GAZtrokritik Brückenschlag in der Küche

Wirtschaft oder Ristorante? Das Bavarese im Dreimühlenviertel will beides zugleich sein. Foto: Daniel von Loeper Foto: Daniel von Loeper

Im „Bavarese“ wird mit bayerischer Gemütlichkeit und italienischer Seele gekocht.

 

Isarvorstadt - München gilt bekanntermaßen als nördlichste Stadt Italiens. Da liegt irgendwie die Idee nahe, auch beide Küchen miteinander zu verbinden. Das Bavarese im Dreimühlenviertel versucht seit Jahren diesen Brückenschlag: bayerische Deftigkeit trifft auf mediterrane Küche.

Auf den ersten Blick wirkt das Lokal in der Ehrengutstraße eher wie eine bayerische Wirtschaft, die gleichermaßen bunt und ein bisschen anders daherkommt.
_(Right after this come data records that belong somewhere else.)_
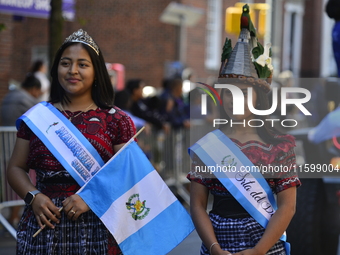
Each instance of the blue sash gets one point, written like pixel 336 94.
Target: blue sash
pixel 64 140
pixel 232 168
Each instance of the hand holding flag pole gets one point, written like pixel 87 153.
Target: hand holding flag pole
pixel 121 149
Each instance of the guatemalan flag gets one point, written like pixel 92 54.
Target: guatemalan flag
pixel 136 205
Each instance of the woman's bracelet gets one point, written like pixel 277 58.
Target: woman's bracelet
pixel 212 245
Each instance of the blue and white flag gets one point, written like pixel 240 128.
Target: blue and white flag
pixel 126 193
pixel 136 205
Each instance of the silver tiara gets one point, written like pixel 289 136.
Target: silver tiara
pixel 83 37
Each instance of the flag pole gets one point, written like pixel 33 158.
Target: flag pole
pixel 119 151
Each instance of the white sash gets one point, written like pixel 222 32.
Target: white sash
pixel 64 140
pixel 229 165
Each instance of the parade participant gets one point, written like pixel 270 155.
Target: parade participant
pixel 81 90
pixel 243 219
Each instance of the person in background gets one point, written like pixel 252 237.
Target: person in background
pixel 176 113
pixel 333 11
pixel 39 70
pixel 123 101
pixel 18 101
pixel 140 109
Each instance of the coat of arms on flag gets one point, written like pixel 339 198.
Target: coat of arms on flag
pixel 136 205
pixel 137 208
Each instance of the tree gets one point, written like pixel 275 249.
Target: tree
pixel 56 23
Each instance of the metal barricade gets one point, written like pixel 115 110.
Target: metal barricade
pixel 8 198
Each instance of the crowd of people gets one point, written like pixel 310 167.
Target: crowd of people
pixel 82 97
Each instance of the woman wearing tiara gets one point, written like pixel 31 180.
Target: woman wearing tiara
pixel 242 221
pixel 81 90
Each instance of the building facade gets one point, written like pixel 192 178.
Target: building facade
pixel 131 33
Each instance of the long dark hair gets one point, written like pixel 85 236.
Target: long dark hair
pixel 267 133
pixel 102 91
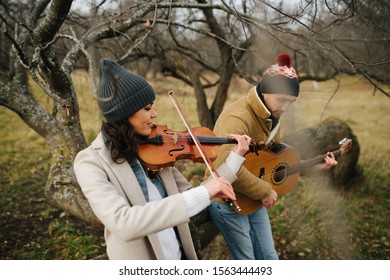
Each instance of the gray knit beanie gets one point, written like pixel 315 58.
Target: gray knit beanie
pixel 122 93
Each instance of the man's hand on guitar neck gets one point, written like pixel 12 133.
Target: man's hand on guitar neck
pixel 329 162
pixel 270 200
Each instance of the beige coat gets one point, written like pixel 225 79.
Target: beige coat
pixel 246 116
pixel 117 200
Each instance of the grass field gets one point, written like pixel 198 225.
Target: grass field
pixel 313 221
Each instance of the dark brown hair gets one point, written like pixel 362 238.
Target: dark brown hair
pixel 121 138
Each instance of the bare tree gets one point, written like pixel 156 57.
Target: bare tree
pixel 46 39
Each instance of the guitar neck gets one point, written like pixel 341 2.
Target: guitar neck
pixel 306 164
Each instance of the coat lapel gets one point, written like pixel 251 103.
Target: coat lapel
pixel 129 186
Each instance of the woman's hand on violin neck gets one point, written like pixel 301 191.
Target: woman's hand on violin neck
pixel 243 141
pixel 220 188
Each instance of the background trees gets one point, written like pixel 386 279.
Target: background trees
pixel 203 43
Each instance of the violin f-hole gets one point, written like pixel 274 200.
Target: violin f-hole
pixel 170 153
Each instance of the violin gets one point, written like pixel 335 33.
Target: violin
pixel 164 147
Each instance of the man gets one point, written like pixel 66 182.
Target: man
pixel 256 115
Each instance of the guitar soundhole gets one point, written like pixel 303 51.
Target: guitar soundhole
pixel 279 174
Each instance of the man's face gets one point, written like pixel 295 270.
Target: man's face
pixel 278 103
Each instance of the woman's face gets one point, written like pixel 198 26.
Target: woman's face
pixel 142 120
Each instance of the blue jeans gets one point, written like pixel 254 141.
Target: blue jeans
pixel 248 237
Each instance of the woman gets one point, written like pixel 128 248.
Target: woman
pixel 145 214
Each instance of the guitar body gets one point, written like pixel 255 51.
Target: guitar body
pixel 273 166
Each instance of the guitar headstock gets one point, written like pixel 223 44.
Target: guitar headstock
pixel 345 145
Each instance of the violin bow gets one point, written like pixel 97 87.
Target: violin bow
pixel 209 164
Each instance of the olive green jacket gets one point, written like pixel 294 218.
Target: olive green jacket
pixel 249 116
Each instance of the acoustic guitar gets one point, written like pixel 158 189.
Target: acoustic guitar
pixel 280 166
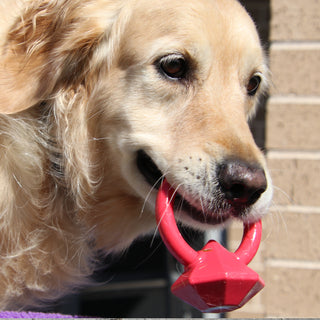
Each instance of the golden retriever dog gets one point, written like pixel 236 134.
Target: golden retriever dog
pixel 101 99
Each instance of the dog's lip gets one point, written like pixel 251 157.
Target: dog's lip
pixel 181 204
pixel 154 177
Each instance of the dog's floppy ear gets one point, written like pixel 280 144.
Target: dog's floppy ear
pixel 51 46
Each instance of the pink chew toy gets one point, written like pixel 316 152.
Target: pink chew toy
pixel 214 280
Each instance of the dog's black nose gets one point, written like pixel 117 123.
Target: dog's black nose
pixel 241 183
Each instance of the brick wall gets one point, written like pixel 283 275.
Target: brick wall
pixel 289 257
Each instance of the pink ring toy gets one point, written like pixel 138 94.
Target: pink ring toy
pixel 214 280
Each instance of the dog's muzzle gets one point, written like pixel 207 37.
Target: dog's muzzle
pixel 240 185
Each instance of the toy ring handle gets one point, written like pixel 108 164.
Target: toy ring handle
pixel 179 248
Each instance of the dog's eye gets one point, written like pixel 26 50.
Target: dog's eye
pixel 253 85
pixel 173 66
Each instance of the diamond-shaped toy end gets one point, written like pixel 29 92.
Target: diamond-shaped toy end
pixel 217 281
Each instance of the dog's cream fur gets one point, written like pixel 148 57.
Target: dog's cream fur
pixel 80 94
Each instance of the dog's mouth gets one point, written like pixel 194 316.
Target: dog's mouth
pixel 154 178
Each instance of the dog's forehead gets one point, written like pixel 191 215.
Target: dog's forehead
pixel 200 27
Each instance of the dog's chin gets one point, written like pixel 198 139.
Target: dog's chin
pixel 184 210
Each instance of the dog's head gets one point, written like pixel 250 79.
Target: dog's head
pixel 191 75
pixel 168 87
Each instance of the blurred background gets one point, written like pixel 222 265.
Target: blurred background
pixel 287 128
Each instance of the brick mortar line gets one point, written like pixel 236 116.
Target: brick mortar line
pixel 296 209
pixel 293 264
pixel 292 99
pixel 295 45
pixel 293 155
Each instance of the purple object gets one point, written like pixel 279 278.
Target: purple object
pixel 33 315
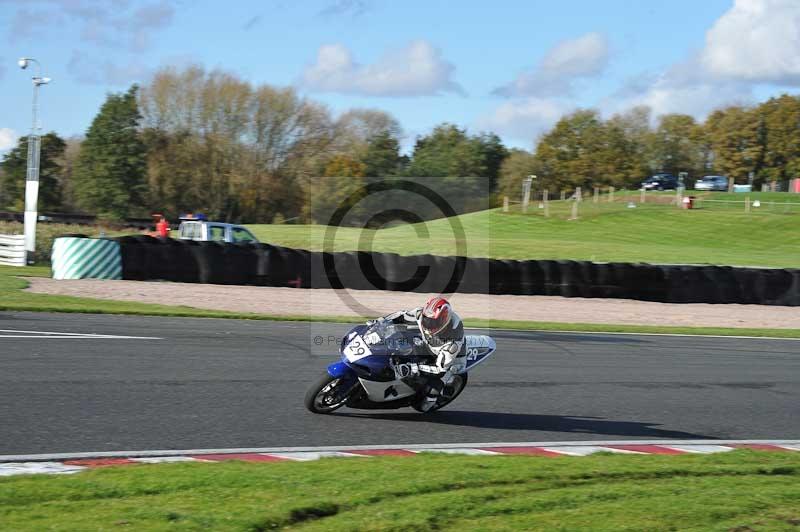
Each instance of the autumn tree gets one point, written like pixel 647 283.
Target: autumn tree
pixel 674 145
pixel 781 118
pixel 736 136
pixel 382 157
pixel 518 165
pixel 110 176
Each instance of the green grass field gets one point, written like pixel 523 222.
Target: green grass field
pixel 741 490
pixel 717 233
pixel 14 298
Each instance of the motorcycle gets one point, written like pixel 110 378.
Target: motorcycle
pixel 385 366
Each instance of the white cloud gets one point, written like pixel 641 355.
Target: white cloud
pixel 8 138
pixel 756 41
pixel 584 57
pixel 415 70
pixel 90 71
pixel 683 88
pixel 340 8
pixel 526 119
pixel 116 23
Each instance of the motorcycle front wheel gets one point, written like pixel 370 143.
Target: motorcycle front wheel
pixel 326 395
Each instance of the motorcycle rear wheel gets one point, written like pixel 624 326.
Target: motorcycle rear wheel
pixel 459 383
pixel 324 396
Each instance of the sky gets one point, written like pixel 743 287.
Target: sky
pixel 511 67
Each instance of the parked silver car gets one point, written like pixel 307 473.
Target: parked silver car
pixel 712 182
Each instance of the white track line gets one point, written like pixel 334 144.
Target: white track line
pixel 14 333
pixel 792 444
pixel 678 335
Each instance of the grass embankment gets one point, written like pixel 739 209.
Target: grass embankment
pixel 13 298
pixel 659 233
pixel 741 490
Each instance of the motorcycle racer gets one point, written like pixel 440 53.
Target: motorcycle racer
pixel 443 336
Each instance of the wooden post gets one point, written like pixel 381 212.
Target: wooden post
pixel 526 193
pixel 546 202
pixel 574 215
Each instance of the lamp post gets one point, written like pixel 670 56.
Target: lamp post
pixel 34 150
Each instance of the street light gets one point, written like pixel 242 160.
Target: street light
pixel 34 150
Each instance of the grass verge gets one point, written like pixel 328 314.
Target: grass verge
pixel 740 490
pixel 13 298
pixel 604 232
Die Tische sind einfach, die Dekoration charmant und über der Bar strahlt in roten Lettern „Trinkvergnügen.“ Zum Trinken sind wir allerdings nicht gekommen und wählen aus der Karte, deren Einband ein wenig an ein Comicheft erinnert, den kleinen Antipasti-Teller (7,50 Euro) aus. Die Portion ist etwas übersichtlich und besteht aus Oliven, gratinierter Aubergine, gefülltem Champion, gegrillter Paprika und Tomaten mit Mozzarella. Geschmacklich hinterlässt die Vorspeise gemischte Gefühle. Die Aubergine ist wunderbar herzhaft, die Paprika schwimmt dagegen in einfachem Sonnenblumenöl.

Der freundliche und aufmerksame Service bringt als Hauptgericht einen toskanischen Schweinsbraten mit mediterranem Gemüse, Drillingskartoffeln und Dunkelbierjus (10,50 Euro) und die Pizza Bavarese (11,70 Euro). Der Schweinsbraten macht optisch einen guten Eindruck, geschmacklich ist der Brückenschlag zwischen Italien und Bayern jedoch irgendwo am Brenner hängengeblieben. Die Kartoffeln sind al dente, sprich ein bisschen auf der rohen Seite und auch die Soße hätte ein bisschen mehr Aufmerksamkeit benötigt.

Bei der stattlich großen Pizza gelingt die Verbindung zwischen Italien und Bayern dagegen spielerisch und aromatisch. Der Teig ist dünn und knusprig, der Belag aus Tomaten, niederbayerischem Wacholderschinken, Bergkäse, Pilzen, Oliven und Artischocken bringt eine wunderbare würzige Note mit. Hier klappt der Brückenschlag mit italienischer Lässigkeit – und es verbreitet sich fast automatischdas Gefühl in der Magengegend, dass München wirklich eine italienische Seite hat.